MOSCOW 

Russian foreign minister Monday slammed the rules-based world order promoted by the West.

In an article for the Russian daily Kommersant, Sergey Lavrov said the rules-based orders are not properly spelt and lack any specific content, allowing for accusations of “rules breaking” when it is against the West’s will.

“The less specific they get, the freer their hand to carry on with the arbitrary practice of employing dirty tactics as a way to pressure competitors,” Lavrov wrote.

The recent G7 and NATO summit showed that the West will do in the international affairs only what it considers correct and will push others to follow its lead, the minister added.

Lavrov particularly mentioned Anglo-American Atlantic Charter approved by US President Joe Biden and UK’s Prime Minister Boris Johnson on June 10, 2021 on the sidelines of the G7 Summit, saying it has been designed as a starting point for building a new world order, guided solely by Western “rules.”

In these “ideologically tainted” documents, the West declares its self-granted right to reshape “non-democratic” countries according to Western norms, which Lavrov characterized as “an imperial, neo-colonial stance in its relations with third countries.”

Widening gap between countries

The documents fail to mention the UN, Organization for the Security and Cooperation in Europe (OSCE), declaring NATO as the only legitimate decision-making center, seeking to shift the conversation on key issues to “the platforms of its liking, where no dissident voices can be heard,” widening the gap between countries, Lavrov said.

“The documents adopted at the Cornwall and Brussels summits cemented the rules-based world order concept as a counterweight to the universal principles of international law with the UN Charter as its primary source.”

Lavrov slammed the rules-based order as “the embodiment of double standards”, saying the right to self-determination is only recognized when used to an advantage of the Western countries, for example to preserve Great Britain’s sovereignty over its former colony — the Malvinas Islands, or the Falklands.

Attack on religions

In addition, the “rules” concept “attacks all world religions, the genetic code of the planet’s key civilizations,” Lavrov said, calling it an attack against Christianity.

“Attempts by reasonable politicians to shield the younger generation from aggressive LGBT (lesbian, gay, bisexual, and transgender) propaganda are met with bellicose protests from the “enlightened Europe,” Lavrov said.

There is nothing wrong with the rules “per se,” the UN Charter is a set of rules, “but these rules were approved by all countries of the world, rather than by a closed group at a cozy get-together,” the minister said.

New world order

Lavrov added that Russia and China were declared as “main obstacles” to implementing the new world order.

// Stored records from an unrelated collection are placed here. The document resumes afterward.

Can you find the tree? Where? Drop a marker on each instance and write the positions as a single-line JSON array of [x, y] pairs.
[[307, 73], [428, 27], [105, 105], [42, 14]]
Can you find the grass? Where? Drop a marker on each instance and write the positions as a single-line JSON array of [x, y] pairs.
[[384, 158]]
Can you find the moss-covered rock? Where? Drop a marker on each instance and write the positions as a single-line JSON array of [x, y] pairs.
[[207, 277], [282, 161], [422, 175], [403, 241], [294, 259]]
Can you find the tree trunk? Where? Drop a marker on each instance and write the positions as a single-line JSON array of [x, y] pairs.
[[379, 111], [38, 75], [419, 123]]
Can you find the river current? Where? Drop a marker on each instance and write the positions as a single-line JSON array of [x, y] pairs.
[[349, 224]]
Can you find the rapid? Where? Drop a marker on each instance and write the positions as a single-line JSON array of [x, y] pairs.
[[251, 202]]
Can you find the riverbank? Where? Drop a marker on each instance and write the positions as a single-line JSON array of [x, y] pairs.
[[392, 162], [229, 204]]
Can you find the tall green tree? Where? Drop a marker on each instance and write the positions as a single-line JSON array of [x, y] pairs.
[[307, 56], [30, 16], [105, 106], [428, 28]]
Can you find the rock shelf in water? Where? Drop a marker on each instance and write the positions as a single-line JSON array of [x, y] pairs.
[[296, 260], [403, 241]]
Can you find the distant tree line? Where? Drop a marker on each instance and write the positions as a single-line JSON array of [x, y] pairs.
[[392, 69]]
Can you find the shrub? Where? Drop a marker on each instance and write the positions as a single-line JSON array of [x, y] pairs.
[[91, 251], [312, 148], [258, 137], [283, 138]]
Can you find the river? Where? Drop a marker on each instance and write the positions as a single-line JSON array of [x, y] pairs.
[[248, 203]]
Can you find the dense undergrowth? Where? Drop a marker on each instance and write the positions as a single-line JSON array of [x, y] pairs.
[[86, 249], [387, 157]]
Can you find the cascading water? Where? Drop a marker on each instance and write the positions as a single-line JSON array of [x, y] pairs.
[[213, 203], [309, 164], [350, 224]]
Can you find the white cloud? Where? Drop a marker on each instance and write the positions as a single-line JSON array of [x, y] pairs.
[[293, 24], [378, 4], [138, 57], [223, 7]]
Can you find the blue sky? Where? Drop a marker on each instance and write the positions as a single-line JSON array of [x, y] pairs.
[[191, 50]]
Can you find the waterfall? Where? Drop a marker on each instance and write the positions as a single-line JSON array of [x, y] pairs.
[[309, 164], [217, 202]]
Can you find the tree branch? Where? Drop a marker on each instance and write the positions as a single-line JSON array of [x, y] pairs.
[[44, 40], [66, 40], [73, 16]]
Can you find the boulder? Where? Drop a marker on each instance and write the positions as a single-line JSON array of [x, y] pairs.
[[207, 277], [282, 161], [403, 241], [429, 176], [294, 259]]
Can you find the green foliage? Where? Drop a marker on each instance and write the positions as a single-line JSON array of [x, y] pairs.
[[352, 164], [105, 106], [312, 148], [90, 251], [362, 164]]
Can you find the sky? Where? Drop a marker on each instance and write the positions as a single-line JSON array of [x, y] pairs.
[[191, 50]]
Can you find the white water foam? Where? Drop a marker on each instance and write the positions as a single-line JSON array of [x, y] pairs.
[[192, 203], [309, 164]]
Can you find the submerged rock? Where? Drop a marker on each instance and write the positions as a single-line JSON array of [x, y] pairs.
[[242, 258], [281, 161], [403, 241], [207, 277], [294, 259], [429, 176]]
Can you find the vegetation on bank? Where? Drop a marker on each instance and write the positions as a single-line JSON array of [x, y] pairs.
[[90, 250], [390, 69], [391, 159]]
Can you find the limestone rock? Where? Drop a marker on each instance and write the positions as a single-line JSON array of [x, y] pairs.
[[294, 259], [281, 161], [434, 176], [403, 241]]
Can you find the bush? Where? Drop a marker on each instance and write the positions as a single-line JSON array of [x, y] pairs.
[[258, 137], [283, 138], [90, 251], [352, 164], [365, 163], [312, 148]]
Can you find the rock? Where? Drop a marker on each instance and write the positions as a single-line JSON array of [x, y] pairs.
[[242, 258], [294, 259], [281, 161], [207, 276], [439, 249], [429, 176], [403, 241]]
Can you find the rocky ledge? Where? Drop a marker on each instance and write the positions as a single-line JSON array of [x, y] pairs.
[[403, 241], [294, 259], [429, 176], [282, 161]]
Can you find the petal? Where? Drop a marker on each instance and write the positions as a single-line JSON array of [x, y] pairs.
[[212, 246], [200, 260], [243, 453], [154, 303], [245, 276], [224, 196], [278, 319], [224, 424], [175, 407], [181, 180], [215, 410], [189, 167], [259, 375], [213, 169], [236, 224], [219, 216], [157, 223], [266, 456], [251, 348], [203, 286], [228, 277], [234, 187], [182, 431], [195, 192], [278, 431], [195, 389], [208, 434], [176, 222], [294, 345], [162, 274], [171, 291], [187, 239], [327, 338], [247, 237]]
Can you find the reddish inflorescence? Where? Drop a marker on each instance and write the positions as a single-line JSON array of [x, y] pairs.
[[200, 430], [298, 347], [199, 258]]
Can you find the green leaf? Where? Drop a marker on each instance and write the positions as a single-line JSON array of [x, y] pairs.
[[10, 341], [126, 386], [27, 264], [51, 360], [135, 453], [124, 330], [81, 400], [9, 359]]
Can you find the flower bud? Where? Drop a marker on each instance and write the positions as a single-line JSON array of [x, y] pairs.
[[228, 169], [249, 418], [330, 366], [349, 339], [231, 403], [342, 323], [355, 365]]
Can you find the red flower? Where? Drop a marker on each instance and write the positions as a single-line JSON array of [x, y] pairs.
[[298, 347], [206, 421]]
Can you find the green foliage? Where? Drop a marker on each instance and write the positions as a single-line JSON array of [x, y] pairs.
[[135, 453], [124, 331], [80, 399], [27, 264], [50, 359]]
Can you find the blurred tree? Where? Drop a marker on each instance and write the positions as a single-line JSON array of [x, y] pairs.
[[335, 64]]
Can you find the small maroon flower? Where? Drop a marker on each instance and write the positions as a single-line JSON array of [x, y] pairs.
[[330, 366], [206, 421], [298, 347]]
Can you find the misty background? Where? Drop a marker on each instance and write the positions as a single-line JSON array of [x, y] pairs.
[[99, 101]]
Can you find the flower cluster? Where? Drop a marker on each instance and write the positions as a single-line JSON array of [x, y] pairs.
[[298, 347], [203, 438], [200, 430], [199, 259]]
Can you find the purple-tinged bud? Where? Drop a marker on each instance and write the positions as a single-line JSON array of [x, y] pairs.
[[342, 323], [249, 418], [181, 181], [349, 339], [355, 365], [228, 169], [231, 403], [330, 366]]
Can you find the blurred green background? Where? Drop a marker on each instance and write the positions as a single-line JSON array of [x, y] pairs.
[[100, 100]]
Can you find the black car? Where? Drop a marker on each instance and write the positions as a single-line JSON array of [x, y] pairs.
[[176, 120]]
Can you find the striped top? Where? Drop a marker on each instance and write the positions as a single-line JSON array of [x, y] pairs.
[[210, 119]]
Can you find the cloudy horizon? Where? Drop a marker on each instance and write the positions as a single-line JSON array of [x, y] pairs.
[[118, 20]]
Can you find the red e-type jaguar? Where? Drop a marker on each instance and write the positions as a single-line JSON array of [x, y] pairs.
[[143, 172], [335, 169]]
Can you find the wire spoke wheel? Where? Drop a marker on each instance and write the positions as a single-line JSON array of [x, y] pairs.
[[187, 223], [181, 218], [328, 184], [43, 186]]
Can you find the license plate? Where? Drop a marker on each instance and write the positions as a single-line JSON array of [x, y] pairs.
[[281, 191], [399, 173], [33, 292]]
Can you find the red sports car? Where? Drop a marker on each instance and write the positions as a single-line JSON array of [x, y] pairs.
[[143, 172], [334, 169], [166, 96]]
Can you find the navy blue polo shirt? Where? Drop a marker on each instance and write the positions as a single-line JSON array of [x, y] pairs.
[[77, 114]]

“Beijing is accused of being too assertive in pursuing its economic interests (the Belt and Road Initiative), as well as expanding its military and, in general, technological might with a view to increasing its influence.

“Moscow stands up for countries that became victims to Western gambles, were attacked by international terrorists and risked losing their statehood, as was the case with Syria,” Lavrov wrote.

International relations are going through fundamental shifts that affect everyone without exception, and the era of the West’s domination is coming to a close, the minister said.

“Serious, self-respecting countries will never tolerate attempts to talk to them through ultimatums and will discuss any issues only on an equal footing,” he added.

“We will always remain open to honest dialogue with anyone who demonstrates a reciprocal readiness to find a balance of interests firmly rooted in international law.

“These are the rules we adhere to,” he said.